If someone came to your house and pissed on your carpet, would you throw them out or let them stay and do it again ?
Thomas,
I’m a flippant, under-achieving sonofabitch, but your arrogance is almost astonishing:
“having an opinion shouldn’t prevent you from seeing the situation from both sides. ”
You make too many patronising assumptions about others. Perhaps we’re actually intelligent adults (maybe almost as intelligent as yourself?), who *have* looked at different sides of the issues, but have come to conclusions based upon where the evidence leads?
From your comments you would appear to have forgotten that the truth does not necessarily lie at the midpoint between two opposing views.
And you finish with this:
“There is correct way of winning your case, but it isn’t by failing to address the real concerns which are rightly or wrongly stirred up by your opponents.”
Hmmm…but that’s exactly what you have done. You’ve answered specific allegations against/criticisms & condemnations of Italian politicians with utter flannel:
“Oh dear, the left demonises the right, the right demonises the left, and ordinary people everywhere roll their eyes as the vicious circle continues and nothing improves. That’s entertainment, not politics – good luck with it, I hope it makes you happy!”

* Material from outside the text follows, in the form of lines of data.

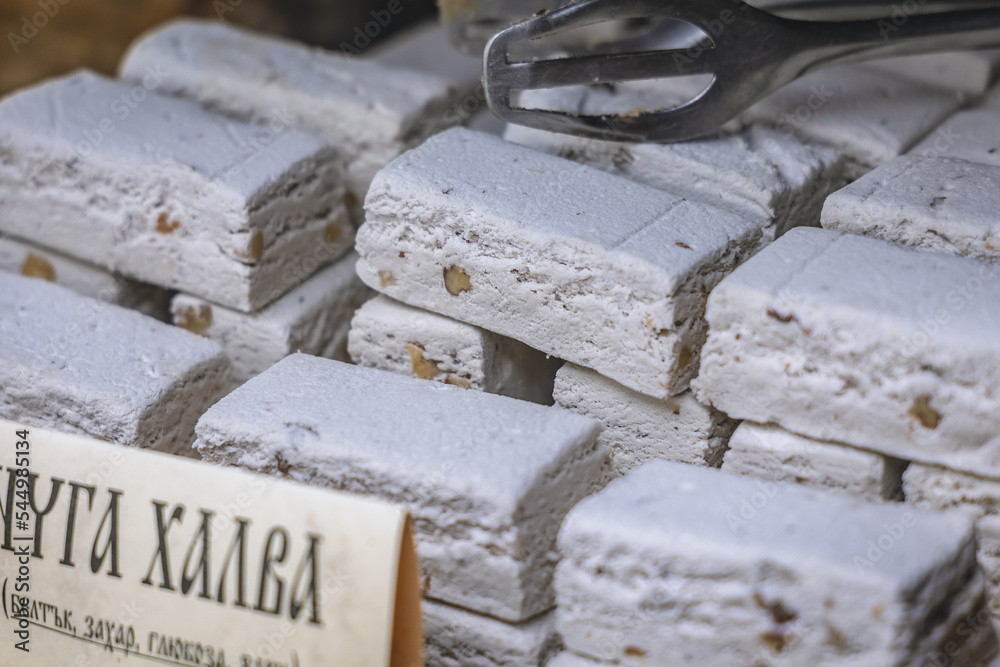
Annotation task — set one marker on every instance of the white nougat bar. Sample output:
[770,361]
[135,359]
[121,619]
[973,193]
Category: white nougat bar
[79,365]
[867,115]
[771,453]
[427,48]
[570,659]
[34,261]
[926,203]
[758,173]
[369,112]
[458,638]
[580,264]
[934,487]
[967,72]
[640,428]
[488,479]
[988,529]
[684,565]
[856,340]
[392,336]
[972,135]
[940,488]
[167,193]
[313,318]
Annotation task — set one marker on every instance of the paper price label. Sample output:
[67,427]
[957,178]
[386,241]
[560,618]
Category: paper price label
[117,556]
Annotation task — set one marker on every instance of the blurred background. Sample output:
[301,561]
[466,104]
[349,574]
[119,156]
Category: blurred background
[44,38]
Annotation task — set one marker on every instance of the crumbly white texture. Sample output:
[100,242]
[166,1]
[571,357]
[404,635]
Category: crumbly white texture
[967,72]
[938,488]
[169,195]
[458,638]
[856,340]
[759,173]
[771,453]
[313,318]
[570,659]
[427,48]
[76,364]
[369,112]
[487,479]
[661,568]
[925,203]
[639,428]
[392,336]
[866,115]
[988,529]
[972,135]
[580,264]
[32,260]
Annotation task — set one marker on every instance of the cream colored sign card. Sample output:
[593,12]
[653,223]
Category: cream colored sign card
[118,556]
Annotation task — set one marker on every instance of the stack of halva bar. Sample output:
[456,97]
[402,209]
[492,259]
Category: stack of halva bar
[655,294]
[218,184]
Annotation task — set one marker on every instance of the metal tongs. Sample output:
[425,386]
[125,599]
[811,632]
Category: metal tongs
[748,52]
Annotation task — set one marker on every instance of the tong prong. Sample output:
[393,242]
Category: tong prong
[606,69]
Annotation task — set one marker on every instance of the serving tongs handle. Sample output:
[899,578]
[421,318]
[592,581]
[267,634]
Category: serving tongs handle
[752,54]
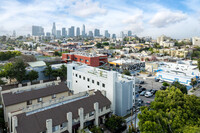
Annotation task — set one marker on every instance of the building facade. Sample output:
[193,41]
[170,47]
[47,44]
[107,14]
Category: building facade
[94,60]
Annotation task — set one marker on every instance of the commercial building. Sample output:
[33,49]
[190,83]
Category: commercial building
[22,97]
[120,89]
[37,30]
[68,114]
[94,60]
[196,41]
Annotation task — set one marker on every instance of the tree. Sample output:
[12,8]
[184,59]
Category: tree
[165,84]
[32,75]
[116,124]
[183,88]
[171,112]
[19,70]
[126,72]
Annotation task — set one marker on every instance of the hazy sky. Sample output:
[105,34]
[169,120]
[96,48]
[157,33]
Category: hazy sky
[175,18]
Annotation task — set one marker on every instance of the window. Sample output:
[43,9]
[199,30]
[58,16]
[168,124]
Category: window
[63,125]
[53,96]
[39,100]
[91,113]
[54,129]
[29,102]
[103,85]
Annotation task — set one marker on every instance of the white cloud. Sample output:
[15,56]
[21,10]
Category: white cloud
[86,8]
[165,18]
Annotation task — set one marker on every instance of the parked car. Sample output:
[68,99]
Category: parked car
[143,89]
[147,103]
[148,94]
[163,88]
[153,91]
[141,82]
[142,93]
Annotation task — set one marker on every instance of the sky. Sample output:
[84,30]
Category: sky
[175,18]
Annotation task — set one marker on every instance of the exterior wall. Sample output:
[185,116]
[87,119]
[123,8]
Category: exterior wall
[124,99]
[91,61]
[78,82]
[20,106]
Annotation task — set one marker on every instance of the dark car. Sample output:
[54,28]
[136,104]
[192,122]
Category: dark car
[163,88]
[142,93]
[154,91]
[143,89]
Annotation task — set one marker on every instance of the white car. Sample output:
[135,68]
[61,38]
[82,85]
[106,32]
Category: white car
[148,94]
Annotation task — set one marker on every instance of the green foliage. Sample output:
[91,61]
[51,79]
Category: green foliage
[19,70]
[180,86]
[165,84]
[9,54]
[126,72]
[32,75]
[171,112]
[115,124]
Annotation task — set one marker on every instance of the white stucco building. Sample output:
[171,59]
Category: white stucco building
[120,89]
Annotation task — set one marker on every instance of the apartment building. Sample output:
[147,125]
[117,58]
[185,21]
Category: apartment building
[68,115]
[25,96]
[120,89]
[94,60]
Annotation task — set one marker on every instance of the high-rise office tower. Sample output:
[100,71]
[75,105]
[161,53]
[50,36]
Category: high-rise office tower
[71,31]
[129,33]
[78,31]
[54,29]
[113,36]
[58,33]
[14,34]
[96,32]
[107,35]
[83,31]
[37,30]
[64,32]
[90,34]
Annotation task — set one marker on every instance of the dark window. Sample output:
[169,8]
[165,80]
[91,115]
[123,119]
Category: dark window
[103,85]
[29,102]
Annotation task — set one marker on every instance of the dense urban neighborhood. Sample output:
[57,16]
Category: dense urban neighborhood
[88,66]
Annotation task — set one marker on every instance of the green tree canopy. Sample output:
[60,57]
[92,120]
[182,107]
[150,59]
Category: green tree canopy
[171,112]
[32,75]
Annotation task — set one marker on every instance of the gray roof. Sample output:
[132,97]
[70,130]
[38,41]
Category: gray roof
[36,123]
[15,98]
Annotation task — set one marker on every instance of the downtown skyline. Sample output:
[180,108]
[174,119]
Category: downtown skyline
[144,18]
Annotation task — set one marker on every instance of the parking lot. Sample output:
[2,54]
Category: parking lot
[149,83]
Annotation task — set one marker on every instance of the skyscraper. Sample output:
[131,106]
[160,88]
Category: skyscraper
[71,31]
[129,33]
[58,33]
[37,30]
[107,35]
[64,32]
[78,31]
[90,34]
[54,29]
[96,32]
[83,31]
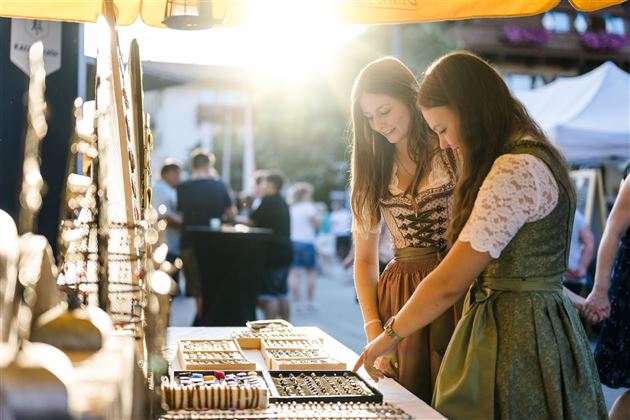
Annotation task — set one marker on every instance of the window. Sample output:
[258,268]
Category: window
[580,23]
[615,25]
[556,22]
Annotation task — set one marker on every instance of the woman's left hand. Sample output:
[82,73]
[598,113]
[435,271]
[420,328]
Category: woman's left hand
[382,345]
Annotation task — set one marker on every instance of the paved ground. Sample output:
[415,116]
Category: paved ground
[336,312]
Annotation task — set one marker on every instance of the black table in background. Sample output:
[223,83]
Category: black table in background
[231,263]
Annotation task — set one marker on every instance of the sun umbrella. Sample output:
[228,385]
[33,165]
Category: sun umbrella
[235,12]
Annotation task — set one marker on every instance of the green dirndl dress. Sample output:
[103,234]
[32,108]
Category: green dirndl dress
[519,350]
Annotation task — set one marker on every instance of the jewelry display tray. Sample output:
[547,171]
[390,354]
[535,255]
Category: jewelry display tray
[275,396]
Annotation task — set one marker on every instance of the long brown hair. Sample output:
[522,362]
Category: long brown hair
[489,117]
[372,154]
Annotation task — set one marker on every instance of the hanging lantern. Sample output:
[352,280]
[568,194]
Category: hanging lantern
[189,14]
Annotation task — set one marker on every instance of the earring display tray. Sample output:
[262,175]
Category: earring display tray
[307,364]
[277,354]
[306,410]
[215,390]
[251,340]
[212,355]
[321,386]
[273,344]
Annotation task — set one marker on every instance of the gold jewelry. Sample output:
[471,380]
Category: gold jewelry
[404,169]
[374,321]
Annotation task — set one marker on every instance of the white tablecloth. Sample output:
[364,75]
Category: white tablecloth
[392,391]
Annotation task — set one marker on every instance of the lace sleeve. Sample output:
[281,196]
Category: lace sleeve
[518,189]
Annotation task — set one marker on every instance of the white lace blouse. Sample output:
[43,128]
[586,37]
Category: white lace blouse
[519,189]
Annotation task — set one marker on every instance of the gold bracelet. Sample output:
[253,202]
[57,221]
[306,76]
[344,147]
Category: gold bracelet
[374,321]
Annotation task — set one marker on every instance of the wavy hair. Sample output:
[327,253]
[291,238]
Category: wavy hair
[372,154]
[489,117]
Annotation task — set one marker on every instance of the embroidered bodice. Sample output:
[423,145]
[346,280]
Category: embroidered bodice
[421,221]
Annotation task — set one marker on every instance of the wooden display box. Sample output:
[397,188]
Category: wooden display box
[307,364]
[212,355]
[252,340]
[283,344]
[274,354]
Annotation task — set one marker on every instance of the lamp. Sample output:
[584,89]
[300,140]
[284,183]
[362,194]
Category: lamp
[189,14]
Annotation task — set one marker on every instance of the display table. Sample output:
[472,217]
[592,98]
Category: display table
[391,390]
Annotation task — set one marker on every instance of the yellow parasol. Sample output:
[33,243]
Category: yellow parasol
[235,12]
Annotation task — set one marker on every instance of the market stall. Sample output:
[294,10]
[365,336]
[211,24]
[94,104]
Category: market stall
[110,263]
[393,394]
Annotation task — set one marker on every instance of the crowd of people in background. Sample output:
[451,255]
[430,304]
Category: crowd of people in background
[308,238]
[439,215]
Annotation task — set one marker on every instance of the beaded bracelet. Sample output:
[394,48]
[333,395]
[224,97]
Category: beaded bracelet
[374,321]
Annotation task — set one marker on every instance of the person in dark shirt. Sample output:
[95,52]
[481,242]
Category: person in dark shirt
[202,198]
[273,213]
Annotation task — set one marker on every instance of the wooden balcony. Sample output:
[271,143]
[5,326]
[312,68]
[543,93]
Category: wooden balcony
[563,54]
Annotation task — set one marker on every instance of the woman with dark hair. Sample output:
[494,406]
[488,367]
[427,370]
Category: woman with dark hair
[519,349]
[610,301]
[401,176]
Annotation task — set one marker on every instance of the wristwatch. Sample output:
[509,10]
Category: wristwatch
[389,331]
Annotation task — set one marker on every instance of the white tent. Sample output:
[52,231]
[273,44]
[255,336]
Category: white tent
[588,116]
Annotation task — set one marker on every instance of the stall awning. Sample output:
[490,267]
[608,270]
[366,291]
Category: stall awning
[348,11]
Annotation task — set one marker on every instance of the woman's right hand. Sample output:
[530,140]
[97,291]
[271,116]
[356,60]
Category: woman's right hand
[597,306]
[372,331]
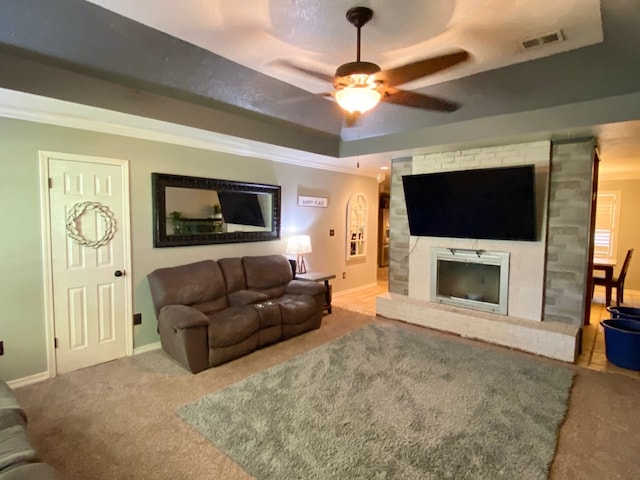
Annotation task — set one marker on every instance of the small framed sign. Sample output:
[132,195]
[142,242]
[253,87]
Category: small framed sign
[313,201]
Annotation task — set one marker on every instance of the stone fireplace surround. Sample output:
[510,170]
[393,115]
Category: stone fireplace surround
[522,327]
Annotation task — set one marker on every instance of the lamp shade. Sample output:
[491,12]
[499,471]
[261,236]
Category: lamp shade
[299,244]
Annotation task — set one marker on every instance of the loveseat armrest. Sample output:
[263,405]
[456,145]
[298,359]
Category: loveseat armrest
[301,287]
[246,297]
[183,336]
[182,316]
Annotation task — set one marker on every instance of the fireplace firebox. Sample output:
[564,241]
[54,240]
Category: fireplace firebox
[474,279]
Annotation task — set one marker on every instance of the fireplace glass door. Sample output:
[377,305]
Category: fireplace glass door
[469,281]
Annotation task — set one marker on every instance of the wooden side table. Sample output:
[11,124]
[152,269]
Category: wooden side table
[319,277]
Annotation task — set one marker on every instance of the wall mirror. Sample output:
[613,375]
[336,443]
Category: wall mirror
[201,211]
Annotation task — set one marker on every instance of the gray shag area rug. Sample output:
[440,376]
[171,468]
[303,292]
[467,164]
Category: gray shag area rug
[391,402]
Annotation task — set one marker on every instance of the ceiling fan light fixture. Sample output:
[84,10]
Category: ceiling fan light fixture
[358,99]
[360,95]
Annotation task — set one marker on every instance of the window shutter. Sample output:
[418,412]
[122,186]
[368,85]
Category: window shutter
[606,224]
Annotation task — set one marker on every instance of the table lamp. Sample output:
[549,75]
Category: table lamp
[299,245]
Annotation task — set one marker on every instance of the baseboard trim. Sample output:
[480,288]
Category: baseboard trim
[31,379]
[355,289]
[147,348]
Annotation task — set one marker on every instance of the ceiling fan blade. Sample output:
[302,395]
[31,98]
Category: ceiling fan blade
[418,100]
[307,71]
[422,68]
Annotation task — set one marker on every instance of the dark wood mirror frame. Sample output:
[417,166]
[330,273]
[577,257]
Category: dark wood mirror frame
[160,182]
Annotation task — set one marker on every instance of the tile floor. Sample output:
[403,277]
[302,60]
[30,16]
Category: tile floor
[593,351]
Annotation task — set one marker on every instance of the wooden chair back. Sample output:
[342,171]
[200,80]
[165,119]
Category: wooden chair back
[625,267]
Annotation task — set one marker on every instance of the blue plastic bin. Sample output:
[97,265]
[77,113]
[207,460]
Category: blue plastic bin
[624,312]
[622,342]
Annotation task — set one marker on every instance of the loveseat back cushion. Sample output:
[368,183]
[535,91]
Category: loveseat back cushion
[233,274]
[192,284]
[232,326]
[269,274]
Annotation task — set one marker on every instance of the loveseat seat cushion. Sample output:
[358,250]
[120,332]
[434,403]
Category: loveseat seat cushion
[15,446]
[232,325]
[267,273]
[191,284]
[296,308]
[246,297]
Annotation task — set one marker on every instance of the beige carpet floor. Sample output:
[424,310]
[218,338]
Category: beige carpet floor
[118,421]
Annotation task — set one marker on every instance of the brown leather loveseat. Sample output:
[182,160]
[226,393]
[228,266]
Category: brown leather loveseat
[211,312]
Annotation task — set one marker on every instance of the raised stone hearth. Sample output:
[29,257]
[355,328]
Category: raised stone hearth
[548,339]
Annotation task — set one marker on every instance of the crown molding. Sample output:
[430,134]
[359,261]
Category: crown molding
[35,108]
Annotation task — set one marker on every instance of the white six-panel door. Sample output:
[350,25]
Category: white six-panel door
[90,288]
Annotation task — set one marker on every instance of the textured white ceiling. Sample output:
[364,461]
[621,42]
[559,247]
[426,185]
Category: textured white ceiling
[315,34]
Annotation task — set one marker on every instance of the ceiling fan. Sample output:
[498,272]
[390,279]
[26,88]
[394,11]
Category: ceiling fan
[360,86]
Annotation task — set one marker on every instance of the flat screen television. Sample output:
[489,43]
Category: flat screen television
[489,203]
[241,208]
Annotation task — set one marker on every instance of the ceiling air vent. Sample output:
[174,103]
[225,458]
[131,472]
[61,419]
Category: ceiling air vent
[541,40]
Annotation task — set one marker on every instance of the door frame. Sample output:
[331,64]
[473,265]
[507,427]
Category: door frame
[47,253]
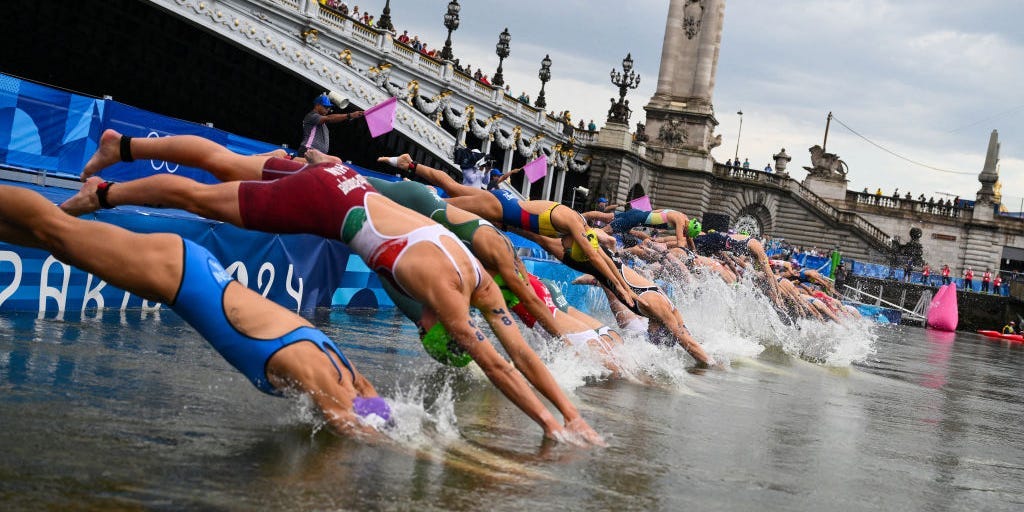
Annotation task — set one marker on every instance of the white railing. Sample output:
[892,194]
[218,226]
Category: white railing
[279,30]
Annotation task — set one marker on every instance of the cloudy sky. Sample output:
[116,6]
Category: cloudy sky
[927,80]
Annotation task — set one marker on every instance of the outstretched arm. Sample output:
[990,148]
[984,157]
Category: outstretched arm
[487,299]
[433,176]
[509,174]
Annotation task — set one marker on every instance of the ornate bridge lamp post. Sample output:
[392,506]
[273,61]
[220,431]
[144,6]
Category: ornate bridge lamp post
[451,23]
[503,51]
[628,79]
[735,158]
[544,75]
[384,23]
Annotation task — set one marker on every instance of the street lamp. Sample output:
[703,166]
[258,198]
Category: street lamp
[626,80]
[544,75]
[503,51]
[384,23]
[451,23]
[735,158]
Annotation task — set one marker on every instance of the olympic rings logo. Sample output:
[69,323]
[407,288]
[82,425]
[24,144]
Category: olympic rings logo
[160,164]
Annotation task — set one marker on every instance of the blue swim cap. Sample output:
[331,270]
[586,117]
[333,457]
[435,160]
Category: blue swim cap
[324,100]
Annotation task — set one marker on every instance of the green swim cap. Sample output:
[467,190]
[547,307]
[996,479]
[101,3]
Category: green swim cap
[440,346]
[694,228]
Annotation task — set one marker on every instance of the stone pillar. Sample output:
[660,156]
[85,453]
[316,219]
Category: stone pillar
[548,178]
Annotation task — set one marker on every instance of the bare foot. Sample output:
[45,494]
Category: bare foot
[107,155]
[585,280]
[85,201]
[315,157]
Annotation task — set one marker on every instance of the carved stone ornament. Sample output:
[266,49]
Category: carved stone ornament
[692,14]
[672,133]
[825,165]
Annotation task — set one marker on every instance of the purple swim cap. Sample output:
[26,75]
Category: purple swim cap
[372,406]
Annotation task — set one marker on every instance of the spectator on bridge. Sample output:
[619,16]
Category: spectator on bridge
[315,134]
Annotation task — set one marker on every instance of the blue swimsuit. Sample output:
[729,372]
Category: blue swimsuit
[200,302]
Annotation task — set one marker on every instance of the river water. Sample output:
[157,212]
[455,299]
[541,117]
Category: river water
[133,411]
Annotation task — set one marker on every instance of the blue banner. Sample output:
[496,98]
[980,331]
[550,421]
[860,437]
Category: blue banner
[57,131]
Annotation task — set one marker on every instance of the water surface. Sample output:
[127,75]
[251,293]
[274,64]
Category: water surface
[134,411]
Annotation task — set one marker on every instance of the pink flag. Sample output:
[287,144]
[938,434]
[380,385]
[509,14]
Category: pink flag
[641,203]
[380,118]
[537,169]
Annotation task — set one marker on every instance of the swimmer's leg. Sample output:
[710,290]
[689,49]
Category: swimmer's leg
[217,202]
[189,151]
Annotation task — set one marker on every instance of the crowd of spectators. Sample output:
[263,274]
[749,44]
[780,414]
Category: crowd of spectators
[745,165]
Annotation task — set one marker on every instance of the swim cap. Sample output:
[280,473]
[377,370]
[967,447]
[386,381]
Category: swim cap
[324,100]
[577,252]
[365,407]
[439,345]
[693,228]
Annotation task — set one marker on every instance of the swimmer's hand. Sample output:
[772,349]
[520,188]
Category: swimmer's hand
[400,162]
[579,427]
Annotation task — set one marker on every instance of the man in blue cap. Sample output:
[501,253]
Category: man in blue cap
[315,134]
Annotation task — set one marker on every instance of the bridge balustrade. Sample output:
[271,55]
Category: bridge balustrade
[915,206]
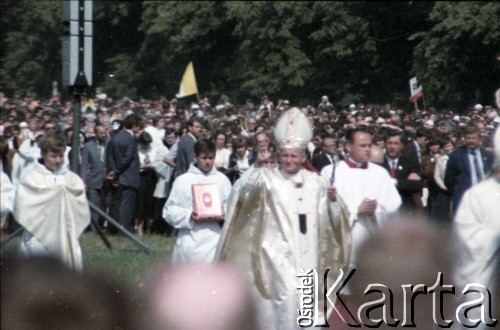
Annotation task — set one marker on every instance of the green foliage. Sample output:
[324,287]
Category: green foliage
[458,56]
[32,42]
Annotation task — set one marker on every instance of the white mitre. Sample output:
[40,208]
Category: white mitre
[293,130]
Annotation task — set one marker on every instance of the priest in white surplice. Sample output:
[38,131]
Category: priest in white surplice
[197,238]
[52,207]
[365,187]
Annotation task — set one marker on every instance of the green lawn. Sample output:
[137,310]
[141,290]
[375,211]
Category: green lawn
[126,263]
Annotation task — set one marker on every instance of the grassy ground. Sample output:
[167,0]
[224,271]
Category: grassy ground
[126,263]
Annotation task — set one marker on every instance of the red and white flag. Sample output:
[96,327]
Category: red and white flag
[415,89]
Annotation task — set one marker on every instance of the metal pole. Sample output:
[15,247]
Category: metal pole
[75,141]
[120,228]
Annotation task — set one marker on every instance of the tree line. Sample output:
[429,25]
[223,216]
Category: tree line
[356,51]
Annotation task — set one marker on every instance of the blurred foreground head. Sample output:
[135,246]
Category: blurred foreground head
[41,293]
[201,296]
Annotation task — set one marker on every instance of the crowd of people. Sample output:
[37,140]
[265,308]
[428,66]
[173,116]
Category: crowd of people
[294,188]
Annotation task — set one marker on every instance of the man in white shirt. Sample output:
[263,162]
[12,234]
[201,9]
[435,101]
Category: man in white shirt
[197,238]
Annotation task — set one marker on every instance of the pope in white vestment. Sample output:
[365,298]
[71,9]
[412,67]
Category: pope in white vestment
[280,223]
[196,240]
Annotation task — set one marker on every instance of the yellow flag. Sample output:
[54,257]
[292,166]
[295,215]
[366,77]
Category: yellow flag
[188,83]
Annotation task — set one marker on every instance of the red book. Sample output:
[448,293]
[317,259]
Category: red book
[206,200]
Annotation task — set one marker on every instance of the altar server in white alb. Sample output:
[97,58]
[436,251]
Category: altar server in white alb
[52,207]
[365,187]
[477,224]
[197,237]
[283,223]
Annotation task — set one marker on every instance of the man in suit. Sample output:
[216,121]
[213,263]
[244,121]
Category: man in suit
[93,171]
[467,165]
[185,147]
[124,167]
[327,156]
[404,173]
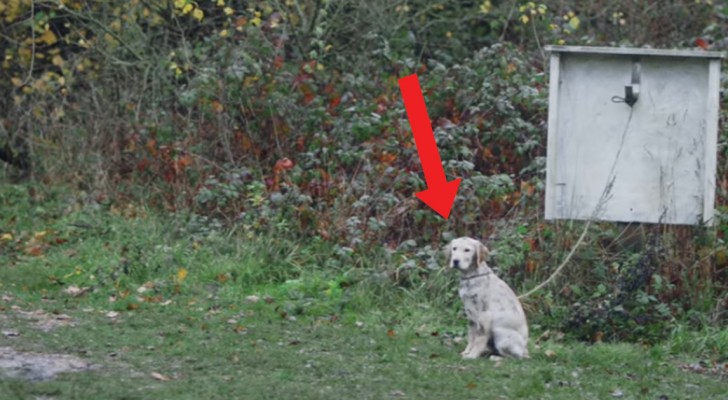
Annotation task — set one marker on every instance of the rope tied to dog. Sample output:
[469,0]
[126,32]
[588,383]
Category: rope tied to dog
[467,278]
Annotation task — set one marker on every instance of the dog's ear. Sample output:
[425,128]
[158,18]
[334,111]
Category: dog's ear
[447,251]
[482,252]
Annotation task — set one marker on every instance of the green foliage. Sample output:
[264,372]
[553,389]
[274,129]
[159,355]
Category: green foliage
[281,118]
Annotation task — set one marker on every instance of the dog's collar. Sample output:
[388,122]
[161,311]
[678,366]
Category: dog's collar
[467,278]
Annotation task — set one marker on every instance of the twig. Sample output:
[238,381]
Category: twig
[32,46]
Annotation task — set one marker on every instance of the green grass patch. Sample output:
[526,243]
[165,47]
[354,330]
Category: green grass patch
[166,312]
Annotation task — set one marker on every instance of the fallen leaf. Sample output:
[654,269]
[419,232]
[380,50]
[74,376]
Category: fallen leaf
[75,291]
[160,377]
[181,275]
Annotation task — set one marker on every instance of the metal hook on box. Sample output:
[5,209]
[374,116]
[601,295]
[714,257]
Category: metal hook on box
[631,92]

What aspect of your upbringing managed to instill you with such an unerring sense of self-confident superiority? Again – serious question. You’re really quite a fascinating case…
Andy, are you a professional sportsman? Your ball-playing skills are really quite magnificent!
Maybe we could compare concerns about Italian racism with the rioting in Greece.
The underlying dissatisfaction with economic and social conditions (be it unemployment, housing or policing etc) is pretty much the same, but do you think hurling insulting epithets or throwing rocks will cause the bigger improvement to those conditions?
Are you in the business of real, effective political change?